Argentina: 'villa' residents fast for city services
As of May 18 a group of Argentine activists were continuing an encampment they had set up on April 21 at the Obelisk in Buenos Aires' Plaza de la República to push their demands for improved services in the city's 17 marginal communities, known in Argentina as "villas." The action's sponsor, the leftist Independent Villa Residents' Current, was calling on the government of right-wing Buenos Aires mayor Mauricio Macri to declare a housing, health and educational emergency in the impoverished communities; to formalize their status as urban areas; to carry out audits of the cooperatives and businesses that work in the neighborhoods; and to regularize rents and housing subsidies.

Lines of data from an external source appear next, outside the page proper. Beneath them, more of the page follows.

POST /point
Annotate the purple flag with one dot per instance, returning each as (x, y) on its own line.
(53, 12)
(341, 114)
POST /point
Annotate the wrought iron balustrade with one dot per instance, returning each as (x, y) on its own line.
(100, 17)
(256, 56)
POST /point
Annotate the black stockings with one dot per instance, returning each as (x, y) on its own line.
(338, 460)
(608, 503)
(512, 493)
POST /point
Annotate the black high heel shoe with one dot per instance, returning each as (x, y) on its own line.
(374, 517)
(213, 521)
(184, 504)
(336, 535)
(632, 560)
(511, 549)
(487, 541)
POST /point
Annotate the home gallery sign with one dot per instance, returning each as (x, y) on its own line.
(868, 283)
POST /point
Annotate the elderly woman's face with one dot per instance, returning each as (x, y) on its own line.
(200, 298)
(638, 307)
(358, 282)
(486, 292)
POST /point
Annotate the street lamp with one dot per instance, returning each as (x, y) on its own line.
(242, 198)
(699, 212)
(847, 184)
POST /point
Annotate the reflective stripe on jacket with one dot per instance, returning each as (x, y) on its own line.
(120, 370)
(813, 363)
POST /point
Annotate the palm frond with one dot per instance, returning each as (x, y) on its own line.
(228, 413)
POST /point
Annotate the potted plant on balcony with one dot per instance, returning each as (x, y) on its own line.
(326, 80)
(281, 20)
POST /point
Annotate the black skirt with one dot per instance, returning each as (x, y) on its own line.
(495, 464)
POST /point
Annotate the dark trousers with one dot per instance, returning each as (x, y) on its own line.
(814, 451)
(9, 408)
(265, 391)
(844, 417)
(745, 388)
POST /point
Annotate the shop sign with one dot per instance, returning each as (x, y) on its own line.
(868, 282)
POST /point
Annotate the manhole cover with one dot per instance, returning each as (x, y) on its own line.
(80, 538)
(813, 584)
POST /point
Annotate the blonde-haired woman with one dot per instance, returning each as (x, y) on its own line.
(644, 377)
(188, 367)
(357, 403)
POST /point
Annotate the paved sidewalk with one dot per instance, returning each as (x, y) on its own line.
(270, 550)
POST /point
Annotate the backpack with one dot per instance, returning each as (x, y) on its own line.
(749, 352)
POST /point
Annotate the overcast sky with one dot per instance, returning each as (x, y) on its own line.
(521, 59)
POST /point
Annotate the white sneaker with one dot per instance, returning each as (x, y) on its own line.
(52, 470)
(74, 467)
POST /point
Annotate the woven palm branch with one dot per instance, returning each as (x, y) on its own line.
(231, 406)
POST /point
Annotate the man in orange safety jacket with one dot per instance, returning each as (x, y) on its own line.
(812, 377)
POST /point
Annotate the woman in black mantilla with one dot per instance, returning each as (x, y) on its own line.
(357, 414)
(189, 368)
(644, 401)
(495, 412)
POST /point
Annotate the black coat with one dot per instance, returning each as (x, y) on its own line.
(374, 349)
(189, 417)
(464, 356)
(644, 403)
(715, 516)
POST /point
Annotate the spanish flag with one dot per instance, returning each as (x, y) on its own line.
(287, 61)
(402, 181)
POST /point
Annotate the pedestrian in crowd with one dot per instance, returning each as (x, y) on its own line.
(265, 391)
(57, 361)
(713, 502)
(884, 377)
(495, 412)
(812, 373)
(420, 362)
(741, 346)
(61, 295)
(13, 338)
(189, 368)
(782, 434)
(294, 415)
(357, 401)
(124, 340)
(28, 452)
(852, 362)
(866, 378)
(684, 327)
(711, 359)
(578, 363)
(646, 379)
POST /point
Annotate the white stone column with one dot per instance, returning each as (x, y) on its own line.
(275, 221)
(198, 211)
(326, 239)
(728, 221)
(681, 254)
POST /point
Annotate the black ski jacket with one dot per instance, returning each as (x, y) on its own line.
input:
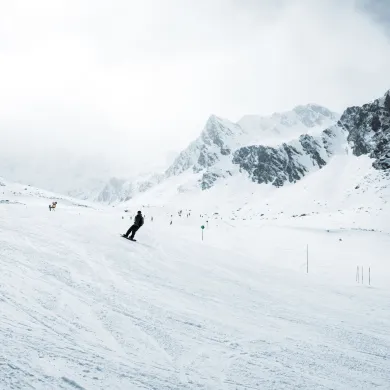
(138, 220)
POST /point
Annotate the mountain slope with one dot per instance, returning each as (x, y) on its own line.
(234, 311)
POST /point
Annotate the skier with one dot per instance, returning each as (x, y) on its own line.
(138, 222)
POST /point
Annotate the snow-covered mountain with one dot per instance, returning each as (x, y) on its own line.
(369, 130)
(311, 135)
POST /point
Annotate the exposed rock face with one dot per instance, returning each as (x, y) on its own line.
(289, 162)
(274, 150)
(369, 130)
(217, 140)
(220, 150)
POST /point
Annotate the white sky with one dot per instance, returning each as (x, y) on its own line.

A statement by the group denounced what it called "the model of two cities that Macri proposes, where the rich city excludes the poor one…while officials of the city government don't hide their intention to fill their pockets." Leftist groups have confronted the Macri government in the past over plans that they say favor real estate interests over the needs of the majority of city residents.

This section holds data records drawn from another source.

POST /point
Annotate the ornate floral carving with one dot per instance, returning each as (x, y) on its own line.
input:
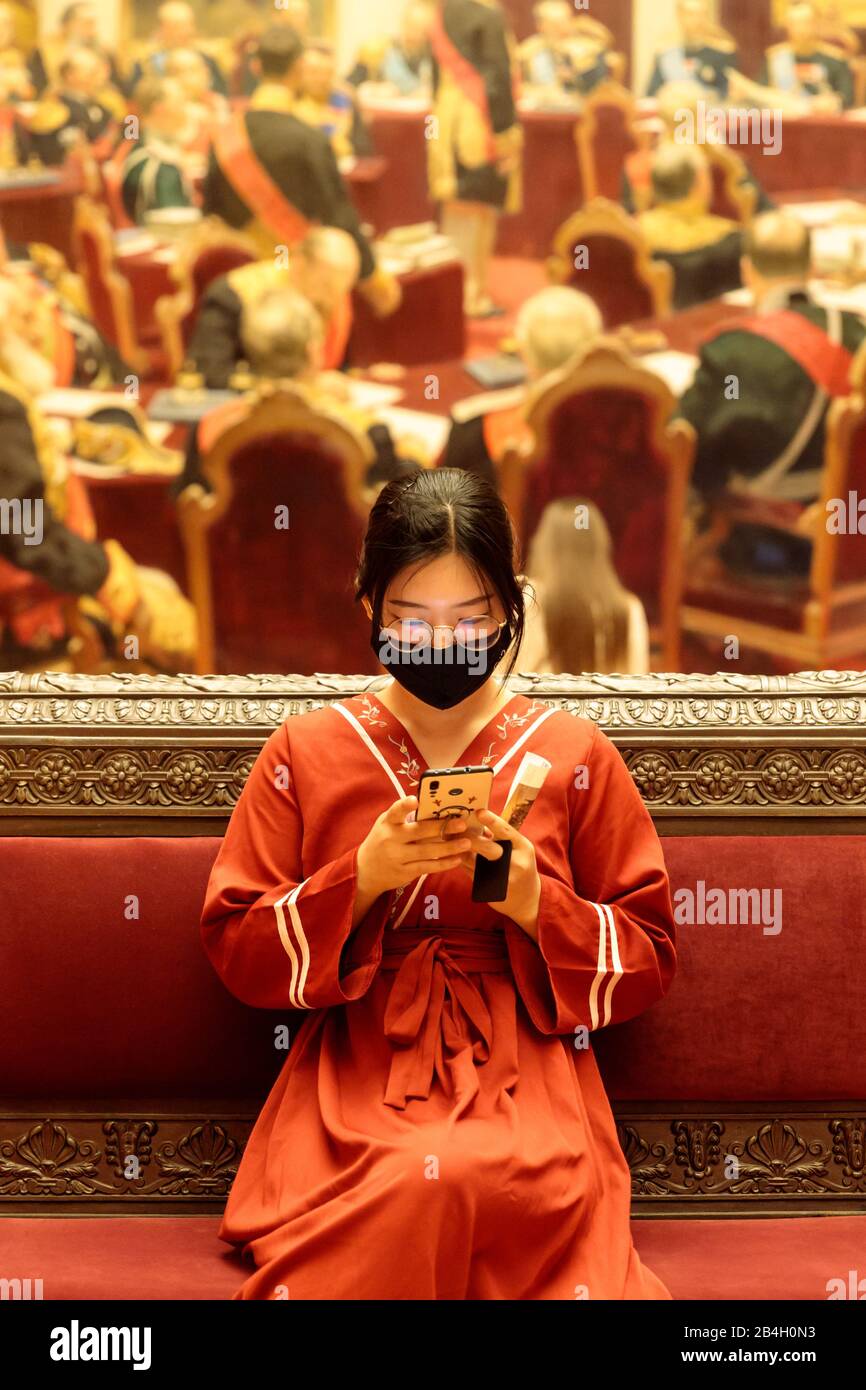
(186, 776)
(54, 776)
(695, 744)
(47, 1161)
(784, 776)
(203, 1164)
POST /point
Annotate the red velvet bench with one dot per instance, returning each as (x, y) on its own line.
(129, 1076)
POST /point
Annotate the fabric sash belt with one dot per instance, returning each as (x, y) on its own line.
(434, 1009)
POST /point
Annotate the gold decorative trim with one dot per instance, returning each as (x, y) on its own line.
(74, 748)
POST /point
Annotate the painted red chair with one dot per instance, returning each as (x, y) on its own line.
(815, 623)
(273, 597)
(602, 252)
(603, 432)
(605, 138)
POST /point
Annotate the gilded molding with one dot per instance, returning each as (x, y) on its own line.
(708, 745)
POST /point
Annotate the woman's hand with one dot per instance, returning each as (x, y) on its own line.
(399, 849)
(524, 880)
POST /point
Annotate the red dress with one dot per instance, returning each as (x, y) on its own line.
(439, 1127)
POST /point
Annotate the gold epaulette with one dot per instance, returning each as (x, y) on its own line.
(49, 116)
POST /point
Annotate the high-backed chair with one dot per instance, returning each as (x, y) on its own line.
(605, 138)
(271, 551)
(615, 267)
(603, 431)
(109, 291)
(812, 623)
(213, 249)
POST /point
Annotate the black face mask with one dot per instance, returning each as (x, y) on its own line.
(437, 681)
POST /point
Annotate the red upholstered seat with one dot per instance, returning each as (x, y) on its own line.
(166, 1257)
(129, 1008)
(100, 975)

The action at the Obelisk began with a hunger strike which was still in effect on May 5. The activists' outreach efforts have included setting up 100 informational tables at street corners throughout the city, with the support of other leftist groups, in a May 10 day of action to explain the purpose of the encampment; Julián Bokser, one of the organizers, called the response "very positive." On May 3 and May 17 the group organized hundreds of volunteers to carry out repairs and other maintenance work in various villas, highlighting the city's government's failure to provide these services. Adrián Lutvak, the president of a major student organization, the Buenos Aires University Federation (Fuba), visited the encampment on May 14 to express his solidarity; other political and social figures, including human rights activist and 1980 Nobel peace prize winner Adolfo Pérez Esquivel, have also visited. The protesters said they have already achieved one of their objectives by drawing the attention of the media and the capital's population to the crisis in the communities. (Página 12, Buenos Aires, Apr. 21; Adital, Brazil, May 5; El Comercial, Argentina, May 10 from Télam, May 17 from Télam)

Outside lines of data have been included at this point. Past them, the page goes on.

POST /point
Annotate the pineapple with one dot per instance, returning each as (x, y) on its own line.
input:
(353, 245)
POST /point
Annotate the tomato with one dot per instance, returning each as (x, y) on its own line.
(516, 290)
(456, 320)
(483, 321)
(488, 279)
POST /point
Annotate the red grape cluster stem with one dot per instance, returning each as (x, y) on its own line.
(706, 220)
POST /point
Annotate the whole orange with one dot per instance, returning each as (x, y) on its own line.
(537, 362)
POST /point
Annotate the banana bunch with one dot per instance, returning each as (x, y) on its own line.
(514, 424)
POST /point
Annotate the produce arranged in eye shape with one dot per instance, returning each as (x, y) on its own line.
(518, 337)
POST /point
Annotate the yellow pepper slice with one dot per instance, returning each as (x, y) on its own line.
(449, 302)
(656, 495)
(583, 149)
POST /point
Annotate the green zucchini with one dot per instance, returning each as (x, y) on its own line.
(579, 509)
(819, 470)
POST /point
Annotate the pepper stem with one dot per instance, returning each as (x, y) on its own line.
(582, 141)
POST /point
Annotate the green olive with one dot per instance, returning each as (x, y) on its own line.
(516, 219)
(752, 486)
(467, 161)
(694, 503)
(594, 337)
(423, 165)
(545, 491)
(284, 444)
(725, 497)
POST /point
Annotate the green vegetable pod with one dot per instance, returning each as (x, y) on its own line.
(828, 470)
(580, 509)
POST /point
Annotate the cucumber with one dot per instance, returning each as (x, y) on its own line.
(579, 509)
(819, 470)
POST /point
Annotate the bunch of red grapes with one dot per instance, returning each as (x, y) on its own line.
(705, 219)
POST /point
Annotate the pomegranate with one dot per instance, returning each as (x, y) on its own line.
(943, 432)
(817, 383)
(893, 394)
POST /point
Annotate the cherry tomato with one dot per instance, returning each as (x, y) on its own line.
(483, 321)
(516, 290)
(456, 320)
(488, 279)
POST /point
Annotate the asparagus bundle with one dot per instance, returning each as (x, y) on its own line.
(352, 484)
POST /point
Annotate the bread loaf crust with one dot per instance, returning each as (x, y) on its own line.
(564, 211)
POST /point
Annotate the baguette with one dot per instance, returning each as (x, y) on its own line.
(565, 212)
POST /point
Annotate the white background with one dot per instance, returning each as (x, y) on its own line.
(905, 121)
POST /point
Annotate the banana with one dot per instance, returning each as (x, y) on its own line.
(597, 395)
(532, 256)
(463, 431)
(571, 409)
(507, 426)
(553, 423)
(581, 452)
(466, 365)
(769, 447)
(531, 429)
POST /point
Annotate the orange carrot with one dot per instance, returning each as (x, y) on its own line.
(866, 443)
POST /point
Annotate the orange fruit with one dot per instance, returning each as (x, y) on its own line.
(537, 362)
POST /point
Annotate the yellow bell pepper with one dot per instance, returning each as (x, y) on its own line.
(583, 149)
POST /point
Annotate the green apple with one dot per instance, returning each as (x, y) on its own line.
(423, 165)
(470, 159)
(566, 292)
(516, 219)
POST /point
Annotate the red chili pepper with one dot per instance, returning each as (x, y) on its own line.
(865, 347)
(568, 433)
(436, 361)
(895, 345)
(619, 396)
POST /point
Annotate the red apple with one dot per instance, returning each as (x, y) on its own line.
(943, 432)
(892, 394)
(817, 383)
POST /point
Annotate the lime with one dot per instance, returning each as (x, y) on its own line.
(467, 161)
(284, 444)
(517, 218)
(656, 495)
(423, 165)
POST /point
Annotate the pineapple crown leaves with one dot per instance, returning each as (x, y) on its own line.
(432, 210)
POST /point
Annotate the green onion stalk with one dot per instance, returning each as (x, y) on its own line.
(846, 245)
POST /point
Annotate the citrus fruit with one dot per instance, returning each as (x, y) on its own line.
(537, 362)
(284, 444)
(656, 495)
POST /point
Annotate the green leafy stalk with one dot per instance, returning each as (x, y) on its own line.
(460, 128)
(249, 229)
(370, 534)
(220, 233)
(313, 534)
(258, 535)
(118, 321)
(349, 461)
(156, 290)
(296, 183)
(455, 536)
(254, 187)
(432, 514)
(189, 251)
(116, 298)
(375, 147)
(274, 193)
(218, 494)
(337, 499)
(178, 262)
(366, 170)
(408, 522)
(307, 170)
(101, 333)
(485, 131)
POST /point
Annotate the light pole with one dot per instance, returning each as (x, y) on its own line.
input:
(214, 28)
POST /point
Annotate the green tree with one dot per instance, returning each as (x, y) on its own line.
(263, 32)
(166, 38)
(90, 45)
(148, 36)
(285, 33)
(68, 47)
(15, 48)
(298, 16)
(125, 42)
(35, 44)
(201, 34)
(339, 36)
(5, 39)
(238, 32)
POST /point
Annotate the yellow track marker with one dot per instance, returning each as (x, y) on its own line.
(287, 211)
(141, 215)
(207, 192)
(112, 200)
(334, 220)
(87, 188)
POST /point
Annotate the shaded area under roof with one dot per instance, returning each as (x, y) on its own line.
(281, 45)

In other news, Pedro Simón, a prosecutor in the northern province of Santiago del Estero, has filed a charge of "inciting to collective violence" against Juan Pablo Suárez, the director of the regional newspaper Ultima Hora. The charge, which could result in 12 years in prison for Suárez, stems from the paper's coverage of a demonstration last December by rank-and-file police agents in which a protest leader, Nelson Villagrán, was brutalized by police commanders. Suárez was arrested on Dec. 9 and held for 10 days; he was released after international media rights groups protested. But the prosecutor has now upped the charges to include "terrorizing the population" under a change made to the penal code's Article 3 in 2011. This is the first time a prosecutor has tried to apply the "terrorism" charge to newspaper coverage. (Thomson Reuters Foundation, May 14, from Reporters Without Borders; Adital, May 15)
From Weekly News Update on the Americas, May 18.